2-extendability of (4,5,6)-fullerenes
Lifang Zhao, Heping Zhang
TL;DR
The paper resolves which $(4,5,6)$-fullerenes are $2$-extendable by combining a forbidden-subgraph approach with Tutte's theorem on perfect matchings. The authors identify exactly the non-$2$-extendable graphs as the four sporadic fullerenes $F_{12},F_{14},F_{18},F_{20}$ and five infinite classes, and they show that all fullerenes with anti-Kekulé number $3$ are non-$2$-extendable, with additional results that such non-$2$-extendable examples exist for arbitrarily large even numbers of vertices. The analysis relies on a patch-growth framework and a comprehensive catalog of forbidden subgraphs $H_i$, linking local obstructions to global extendability.
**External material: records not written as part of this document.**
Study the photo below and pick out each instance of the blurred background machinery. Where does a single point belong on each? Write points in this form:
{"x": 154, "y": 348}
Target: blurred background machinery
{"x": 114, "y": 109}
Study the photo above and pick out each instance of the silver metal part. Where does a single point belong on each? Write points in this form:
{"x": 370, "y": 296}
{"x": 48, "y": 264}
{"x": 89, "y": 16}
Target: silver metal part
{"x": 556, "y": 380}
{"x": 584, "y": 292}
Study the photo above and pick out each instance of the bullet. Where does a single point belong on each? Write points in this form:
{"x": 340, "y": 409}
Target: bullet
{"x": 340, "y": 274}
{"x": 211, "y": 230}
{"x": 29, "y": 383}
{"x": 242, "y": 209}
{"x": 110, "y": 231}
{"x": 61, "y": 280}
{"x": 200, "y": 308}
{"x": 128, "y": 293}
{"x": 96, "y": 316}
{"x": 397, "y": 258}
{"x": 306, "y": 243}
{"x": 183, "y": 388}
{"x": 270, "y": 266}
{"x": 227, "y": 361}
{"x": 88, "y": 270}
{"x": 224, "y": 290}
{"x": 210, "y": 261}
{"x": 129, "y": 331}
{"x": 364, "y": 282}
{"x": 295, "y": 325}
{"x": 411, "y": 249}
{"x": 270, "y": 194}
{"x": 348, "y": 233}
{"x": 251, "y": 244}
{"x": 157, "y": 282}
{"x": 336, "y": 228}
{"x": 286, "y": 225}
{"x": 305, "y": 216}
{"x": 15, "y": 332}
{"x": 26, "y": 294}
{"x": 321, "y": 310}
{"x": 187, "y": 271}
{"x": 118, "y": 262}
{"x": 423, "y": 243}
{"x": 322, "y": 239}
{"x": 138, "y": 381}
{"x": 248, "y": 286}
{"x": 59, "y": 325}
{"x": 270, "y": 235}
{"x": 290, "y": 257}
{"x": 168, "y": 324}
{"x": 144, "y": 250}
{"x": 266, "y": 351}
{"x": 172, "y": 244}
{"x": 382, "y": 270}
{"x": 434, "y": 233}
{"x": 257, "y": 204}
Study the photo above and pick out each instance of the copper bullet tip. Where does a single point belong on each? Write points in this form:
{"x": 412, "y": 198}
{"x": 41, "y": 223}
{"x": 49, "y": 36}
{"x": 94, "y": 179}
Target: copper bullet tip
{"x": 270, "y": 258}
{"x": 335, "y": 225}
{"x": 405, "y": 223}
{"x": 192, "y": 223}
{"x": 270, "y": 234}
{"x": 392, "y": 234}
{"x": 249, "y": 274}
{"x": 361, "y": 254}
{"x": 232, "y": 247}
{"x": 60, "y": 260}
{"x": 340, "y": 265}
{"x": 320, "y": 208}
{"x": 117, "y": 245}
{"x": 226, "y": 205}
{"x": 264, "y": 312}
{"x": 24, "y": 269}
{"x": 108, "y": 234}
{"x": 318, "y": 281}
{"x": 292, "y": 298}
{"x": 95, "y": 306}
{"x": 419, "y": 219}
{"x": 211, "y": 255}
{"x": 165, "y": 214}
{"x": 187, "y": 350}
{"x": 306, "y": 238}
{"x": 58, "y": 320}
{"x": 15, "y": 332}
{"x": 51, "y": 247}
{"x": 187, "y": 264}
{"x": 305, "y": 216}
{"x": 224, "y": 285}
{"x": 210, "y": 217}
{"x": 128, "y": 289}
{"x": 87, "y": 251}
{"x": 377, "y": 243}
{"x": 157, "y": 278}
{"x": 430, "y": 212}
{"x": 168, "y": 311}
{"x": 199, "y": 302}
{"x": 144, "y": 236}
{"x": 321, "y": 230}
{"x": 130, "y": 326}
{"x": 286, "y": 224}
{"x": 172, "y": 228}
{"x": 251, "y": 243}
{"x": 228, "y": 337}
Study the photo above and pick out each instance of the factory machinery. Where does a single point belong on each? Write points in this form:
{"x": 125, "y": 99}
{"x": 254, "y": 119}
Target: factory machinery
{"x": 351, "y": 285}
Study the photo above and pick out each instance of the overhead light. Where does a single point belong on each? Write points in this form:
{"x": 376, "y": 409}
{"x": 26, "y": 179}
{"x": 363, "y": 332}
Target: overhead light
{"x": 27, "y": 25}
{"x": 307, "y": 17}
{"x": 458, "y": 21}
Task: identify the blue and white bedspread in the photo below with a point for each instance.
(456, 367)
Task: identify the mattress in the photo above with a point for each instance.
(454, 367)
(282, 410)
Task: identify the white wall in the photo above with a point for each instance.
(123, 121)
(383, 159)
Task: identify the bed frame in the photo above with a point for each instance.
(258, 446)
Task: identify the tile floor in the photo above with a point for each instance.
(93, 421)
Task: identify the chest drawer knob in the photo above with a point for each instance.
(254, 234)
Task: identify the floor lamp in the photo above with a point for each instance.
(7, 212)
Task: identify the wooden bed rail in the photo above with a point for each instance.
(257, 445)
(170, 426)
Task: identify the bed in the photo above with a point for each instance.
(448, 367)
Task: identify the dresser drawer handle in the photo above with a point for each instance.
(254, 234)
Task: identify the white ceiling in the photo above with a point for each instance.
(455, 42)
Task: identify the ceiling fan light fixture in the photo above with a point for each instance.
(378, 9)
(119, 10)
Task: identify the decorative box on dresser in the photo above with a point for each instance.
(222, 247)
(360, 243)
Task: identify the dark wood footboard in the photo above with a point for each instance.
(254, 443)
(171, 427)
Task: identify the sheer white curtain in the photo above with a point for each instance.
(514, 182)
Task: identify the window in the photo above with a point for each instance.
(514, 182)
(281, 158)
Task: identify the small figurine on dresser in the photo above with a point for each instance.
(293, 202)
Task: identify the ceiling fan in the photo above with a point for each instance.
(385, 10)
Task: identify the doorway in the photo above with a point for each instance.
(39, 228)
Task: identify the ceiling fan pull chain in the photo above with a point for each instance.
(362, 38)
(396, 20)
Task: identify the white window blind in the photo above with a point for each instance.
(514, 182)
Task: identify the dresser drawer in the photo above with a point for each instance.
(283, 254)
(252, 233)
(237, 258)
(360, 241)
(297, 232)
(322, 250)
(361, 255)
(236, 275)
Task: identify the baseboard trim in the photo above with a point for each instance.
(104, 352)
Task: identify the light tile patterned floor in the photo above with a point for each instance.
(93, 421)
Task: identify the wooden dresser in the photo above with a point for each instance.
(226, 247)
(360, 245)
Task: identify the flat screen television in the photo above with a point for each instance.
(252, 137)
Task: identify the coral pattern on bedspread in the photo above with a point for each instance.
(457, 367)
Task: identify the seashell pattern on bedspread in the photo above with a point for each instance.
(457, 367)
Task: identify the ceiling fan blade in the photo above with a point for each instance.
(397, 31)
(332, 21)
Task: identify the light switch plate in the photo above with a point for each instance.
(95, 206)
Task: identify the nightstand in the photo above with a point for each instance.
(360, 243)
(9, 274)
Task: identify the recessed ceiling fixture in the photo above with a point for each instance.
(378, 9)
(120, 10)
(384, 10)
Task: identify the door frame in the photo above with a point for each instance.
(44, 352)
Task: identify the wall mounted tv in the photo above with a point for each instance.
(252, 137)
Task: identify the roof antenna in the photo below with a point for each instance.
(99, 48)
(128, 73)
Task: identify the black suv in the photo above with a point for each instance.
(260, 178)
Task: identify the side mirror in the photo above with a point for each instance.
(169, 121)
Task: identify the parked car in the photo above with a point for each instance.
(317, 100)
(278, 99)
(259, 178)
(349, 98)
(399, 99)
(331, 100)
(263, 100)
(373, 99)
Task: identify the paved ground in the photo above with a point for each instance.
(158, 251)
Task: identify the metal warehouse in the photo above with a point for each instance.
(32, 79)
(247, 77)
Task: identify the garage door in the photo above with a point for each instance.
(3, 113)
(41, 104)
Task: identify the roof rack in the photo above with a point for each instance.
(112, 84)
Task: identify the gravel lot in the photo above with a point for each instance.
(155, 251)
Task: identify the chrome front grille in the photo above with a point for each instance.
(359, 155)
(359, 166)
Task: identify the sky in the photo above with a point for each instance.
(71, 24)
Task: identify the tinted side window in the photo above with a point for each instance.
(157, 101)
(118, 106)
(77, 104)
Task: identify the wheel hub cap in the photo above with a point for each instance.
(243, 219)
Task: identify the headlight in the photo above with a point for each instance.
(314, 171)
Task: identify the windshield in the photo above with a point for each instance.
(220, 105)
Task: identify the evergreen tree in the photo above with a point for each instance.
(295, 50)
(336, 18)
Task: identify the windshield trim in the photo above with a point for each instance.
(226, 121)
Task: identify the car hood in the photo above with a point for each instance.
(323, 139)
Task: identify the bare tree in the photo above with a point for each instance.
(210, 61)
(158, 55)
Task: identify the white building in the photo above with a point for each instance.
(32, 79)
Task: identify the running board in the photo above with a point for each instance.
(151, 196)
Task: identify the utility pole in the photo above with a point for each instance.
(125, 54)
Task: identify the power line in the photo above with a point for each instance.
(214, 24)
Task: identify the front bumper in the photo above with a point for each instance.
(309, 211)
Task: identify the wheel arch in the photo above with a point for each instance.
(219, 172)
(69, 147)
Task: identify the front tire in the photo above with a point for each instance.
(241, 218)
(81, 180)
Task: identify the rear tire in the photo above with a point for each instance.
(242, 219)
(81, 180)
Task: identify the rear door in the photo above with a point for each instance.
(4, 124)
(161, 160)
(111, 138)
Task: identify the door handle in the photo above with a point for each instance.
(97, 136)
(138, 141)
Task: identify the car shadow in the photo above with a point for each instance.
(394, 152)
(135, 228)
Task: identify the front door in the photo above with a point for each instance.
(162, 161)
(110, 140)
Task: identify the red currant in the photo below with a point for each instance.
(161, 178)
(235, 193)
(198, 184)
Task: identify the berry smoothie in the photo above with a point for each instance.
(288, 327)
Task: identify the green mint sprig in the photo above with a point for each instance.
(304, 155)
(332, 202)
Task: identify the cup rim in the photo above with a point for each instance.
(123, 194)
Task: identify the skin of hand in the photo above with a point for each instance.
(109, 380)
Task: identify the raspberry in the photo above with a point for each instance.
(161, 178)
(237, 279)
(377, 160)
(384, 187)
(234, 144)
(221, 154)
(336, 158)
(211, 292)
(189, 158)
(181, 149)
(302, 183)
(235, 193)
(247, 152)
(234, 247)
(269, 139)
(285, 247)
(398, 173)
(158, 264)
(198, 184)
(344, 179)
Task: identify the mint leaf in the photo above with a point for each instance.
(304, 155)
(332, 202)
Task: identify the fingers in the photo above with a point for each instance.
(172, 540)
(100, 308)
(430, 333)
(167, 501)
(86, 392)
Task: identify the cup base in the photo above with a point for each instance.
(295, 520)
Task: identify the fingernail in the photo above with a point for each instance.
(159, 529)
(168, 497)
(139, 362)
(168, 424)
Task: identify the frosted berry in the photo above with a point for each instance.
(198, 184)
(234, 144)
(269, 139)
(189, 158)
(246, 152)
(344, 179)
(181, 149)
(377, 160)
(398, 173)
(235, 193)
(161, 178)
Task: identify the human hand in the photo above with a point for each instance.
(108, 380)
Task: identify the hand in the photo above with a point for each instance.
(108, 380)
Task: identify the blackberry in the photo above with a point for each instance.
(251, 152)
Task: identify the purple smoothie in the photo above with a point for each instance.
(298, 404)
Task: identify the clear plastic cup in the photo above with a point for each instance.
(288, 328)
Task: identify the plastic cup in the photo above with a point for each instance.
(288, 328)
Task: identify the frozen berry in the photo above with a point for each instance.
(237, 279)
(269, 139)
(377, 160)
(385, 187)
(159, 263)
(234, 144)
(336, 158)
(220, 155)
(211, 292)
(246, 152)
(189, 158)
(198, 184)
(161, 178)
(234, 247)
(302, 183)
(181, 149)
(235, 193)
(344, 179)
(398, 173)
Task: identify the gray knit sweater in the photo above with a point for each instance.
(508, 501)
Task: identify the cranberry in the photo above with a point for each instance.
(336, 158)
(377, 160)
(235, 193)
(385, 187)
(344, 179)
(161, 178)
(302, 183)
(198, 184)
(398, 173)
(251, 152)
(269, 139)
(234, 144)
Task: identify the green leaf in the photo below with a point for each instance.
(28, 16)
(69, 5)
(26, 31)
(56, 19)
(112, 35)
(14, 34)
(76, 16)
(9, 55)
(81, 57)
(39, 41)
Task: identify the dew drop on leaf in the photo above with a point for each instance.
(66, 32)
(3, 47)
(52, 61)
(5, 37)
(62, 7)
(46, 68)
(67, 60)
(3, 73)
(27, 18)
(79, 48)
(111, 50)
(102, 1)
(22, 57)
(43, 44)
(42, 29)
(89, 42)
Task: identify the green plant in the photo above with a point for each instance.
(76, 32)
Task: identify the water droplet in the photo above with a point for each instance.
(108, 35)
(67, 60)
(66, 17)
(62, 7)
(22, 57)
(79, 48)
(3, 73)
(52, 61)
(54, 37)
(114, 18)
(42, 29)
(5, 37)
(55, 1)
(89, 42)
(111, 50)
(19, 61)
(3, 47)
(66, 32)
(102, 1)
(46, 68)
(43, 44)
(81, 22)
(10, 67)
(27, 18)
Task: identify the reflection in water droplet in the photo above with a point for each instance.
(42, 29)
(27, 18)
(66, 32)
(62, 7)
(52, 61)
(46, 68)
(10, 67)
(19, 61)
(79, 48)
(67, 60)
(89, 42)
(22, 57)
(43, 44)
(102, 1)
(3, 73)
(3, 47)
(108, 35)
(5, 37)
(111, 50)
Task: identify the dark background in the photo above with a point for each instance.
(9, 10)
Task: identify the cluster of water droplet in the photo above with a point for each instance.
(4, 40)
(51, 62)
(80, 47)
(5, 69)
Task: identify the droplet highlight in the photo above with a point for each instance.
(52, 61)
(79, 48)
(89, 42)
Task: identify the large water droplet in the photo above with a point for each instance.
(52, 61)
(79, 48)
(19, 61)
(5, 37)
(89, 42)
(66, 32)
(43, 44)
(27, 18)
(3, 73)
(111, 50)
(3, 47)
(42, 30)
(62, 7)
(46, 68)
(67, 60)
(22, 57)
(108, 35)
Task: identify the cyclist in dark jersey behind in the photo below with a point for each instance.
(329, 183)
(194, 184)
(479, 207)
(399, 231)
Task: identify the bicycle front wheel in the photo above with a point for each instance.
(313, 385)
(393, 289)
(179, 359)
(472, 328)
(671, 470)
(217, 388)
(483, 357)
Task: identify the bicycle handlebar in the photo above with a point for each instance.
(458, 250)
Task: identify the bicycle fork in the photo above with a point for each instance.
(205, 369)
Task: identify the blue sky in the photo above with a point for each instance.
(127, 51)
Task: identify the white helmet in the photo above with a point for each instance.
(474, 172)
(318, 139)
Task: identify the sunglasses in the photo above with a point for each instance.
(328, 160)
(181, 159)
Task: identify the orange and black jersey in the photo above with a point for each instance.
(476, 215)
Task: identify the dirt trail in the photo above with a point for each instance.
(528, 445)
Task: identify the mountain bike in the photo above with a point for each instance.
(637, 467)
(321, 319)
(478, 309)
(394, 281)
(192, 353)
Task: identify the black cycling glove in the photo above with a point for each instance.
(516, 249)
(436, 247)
These findings advance understanding of the interplay between fullerene structure and perfect-matchings, with implications for chemical stability notions related to Kekulé structures.
Abstract
A (4,5,6)-fullerene is a plane cubic graph whose faces are only quadrilaterals, pentagons and hexagons, which includes all (4,6)- and (5,6)-fullerenes. A connected graph $G$ with at least $2k+2$ vertices is $k$-extendable if $G$ has perfect matchings and any matching of size $k$ is contained in a perfect matching of $G$. We know that each (4,5,6)-fullerene graph is 1-extendable and at most 2-extendable. It is natural to wonder which (4,5,6)-fullerene graphs are 2-extendable. In this paper, we completely solve this problem (see Theorem 3.3): All non-2-extendable (4,5,6)-fullerenes consist of four sporadic (4,5,6)-fullerenes ($F_{12},F_{14},F_{18}$ and $F_{20}$) and five classes of (4,5,6)-fullerenes. As a surprising consequence, we find that all (4,5,6)-fullerenes with the anti-Kekulé number 3 are non-2-extendable. Further, there also always exists a non-2-extendable (4,5,6)-fullerene with arbitrarily even $n\geqslant10$ vertices.